1085. Personal and the Political: Women's Activism in Response to the Breast Cancer and AIDS Epidemics, by Ulrike Boehmer. 2000. State University of New York Press, State University Plaza, Albany, NY 12246. 208p., bibliog., index. ISBN 0-7914-4550-Xpbk. $18.95pbk. (Descriptors: Breast Cancer; Political Aspects; Women Political Activists)
This is a book about activism as it touches on breast cancer and AIDS. It tells of the conflicts that individuals face when they support both types of activism. When anyone supports something such as breast cancer or AIDS in the form of walks, concerts, etc., the immediate reaction from those who have not ever supported such activism is that "Do you have cancer?" or "Do you have AIDS?" The author has done extensive interviewing to compare activists in the AIDS and breast cancer movements. She has shown the similarities and differences between activists from the two movements. Probably the most important finding is that women are motivated by both personal and political reasons.
The book begins with a history of AIDS and breast cancer activism followed by a definition of activism and activists.
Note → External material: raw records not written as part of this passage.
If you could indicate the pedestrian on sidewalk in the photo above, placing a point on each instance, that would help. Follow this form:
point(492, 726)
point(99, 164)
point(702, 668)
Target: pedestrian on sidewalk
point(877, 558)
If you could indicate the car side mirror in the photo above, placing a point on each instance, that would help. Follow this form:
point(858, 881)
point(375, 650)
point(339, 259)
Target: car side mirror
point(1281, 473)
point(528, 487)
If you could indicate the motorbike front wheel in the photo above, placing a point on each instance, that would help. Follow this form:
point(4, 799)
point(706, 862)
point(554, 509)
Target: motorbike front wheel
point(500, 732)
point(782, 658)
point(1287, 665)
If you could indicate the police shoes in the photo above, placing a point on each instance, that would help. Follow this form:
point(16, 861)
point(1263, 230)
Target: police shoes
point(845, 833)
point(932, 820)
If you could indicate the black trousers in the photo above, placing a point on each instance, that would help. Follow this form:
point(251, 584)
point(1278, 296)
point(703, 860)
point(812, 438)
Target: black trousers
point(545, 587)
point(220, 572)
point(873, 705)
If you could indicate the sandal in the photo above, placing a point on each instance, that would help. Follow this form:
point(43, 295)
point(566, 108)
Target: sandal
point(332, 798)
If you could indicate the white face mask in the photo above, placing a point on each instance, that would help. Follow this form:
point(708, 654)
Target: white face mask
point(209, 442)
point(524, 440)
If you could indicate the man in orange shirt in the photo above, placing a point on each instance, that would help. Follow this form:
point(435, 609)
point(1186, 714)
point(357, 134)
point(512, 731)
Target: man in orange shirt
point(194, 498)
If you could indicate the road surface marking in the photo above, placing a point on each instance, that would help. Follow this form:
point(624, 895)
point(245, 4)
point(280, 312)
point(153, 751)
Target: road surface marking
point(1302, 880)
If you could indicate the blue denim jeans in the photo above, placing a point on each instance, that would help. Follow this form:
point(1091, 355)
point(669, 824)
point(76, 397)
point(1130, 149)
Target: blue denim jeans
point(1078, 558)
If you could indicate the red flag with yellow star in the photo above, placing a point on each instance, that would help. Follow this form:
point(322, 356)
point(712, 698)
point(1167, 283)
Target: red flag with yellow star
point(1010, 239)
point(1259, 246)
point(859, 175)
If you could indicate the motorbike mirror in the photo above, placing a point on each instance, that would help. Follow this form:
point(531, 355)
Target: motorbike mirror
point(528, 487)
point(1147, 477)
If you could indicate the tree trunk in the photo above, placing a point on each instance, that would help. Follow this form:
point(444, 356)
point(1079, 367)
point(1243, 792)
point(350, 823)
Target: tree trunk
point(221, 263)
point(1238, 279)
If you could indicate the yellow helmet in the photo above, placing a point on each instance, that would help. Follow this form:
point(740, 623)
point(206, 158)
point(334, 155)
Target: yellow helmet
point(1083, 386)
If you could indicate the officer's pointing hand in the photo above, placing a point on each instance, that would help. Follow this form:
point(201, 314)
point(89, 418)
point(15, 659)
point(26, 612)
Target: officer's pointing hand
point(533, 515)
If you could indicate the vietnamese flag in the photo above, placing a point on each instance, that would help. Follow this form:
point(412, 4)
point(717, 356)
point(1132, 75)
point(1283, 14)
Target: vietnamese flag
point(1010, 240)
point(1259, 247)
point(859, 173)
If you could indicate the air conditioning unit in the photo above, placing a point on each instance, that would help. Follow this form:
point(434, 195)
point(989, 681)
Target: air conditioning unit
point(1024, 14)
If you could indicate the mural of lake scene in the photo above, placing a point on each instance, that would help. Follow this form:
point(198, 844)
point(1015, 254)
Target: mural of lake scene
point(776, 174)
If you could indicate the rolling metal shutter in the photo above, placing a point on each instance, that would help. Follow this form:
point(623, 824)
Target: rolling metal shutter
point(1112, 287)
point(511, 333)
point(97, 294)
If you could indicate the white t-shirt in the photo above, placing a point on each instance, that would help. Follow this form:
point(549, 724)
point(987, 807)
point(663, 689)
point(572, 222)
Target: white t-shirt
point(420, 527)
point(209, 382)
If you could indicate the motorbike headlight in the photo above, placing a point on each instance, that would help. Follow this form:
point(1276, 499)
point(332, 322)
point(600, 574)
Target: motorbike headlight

It then delves into the political culture of AIDS and breast cancer activism; the personal and the political aspects of such activism, and finally the diversity and movement strategies that each activism uses. This is a very interesting look at how women activists become involved, why they become involved, and how they can change along the way and become active in more than one cause. A recommended book for all academic libraries.